И вдруг в шорох ее шагов ворвался какой-то другой звук. Она приостановилась.
Да, лаяла собака! Это не могло быть ничем иным.
Сухие губы шевельнулись. Анна ускорила шаги.
Сосновый лесок кончился. Теперь, направо и налево, открылся полукруг лесов — далеких, синих. В их темном обрамлении жарились на солнце жалкие полоски хлебов, а у опушки перед утомленными глазами блеснула вода.
— Река, — шепнула Анна, и слезы выступили у нее на глазах. На минуту взгляд ее застыл на серебряной ленте, утонул в видневшемся вдали мерцании мелких волн, в живой, настоящей, не поглощенной песками воде.
И лишь потом глаза ее обнаружили прикорнувшую у края дороги деревню. Серые, почерневшие, крытые соломой избушки. Высоко торчавший журавель у колодца. Флюгерок на одной из крыш.
Было уже близко. Анна измерила расстояние глазами.
— Дойду? — спрашивала она себя, свои наболевшие, немеющие ноги и эту боль, сжимающую ее все сильнее, нарастающую, возвращающуюся, как волна, неизбежно, монотонно, неумолимо.
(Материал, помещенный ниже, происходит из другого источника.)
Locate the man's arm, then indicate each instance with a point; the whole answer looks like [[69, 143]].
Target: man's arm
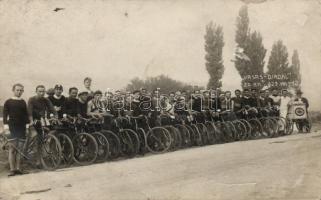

Кривые, горбатые сливы, невысокие, раскидистые яблоньки вырисовывались все отчетливей. Залаяла собака, через минуту ей ответила другая, и вот во всех дворах поднялся гвалт басистого мрачного лая, жалобного визга и заунывного, будто волчьего, воя.
Анна не смотрела под ноги. Она устремила лихорадочно горящий взгляд к деревне — туда, где были люди и дома, все то, что она тщетно высматривала за долгие часы своего страдальческого пути.
Она невольно замедлила шаг. Каждое движение причиняло боль. Она старалась идти быстрей в короткие промежутки, когда безжалостные клещи на миг ее отпускали, когда можно было легче вздохнуть. Но промежутки становились все короче. Боль усиливалась, нарастала, становилась все яростнее, все злее. Собственно надо бы упасть сейчас в горячий песок, и кричать, и выть, чтобы забыть о происходящем, чтобы заглушить этот ужас, это издевательство над человеком.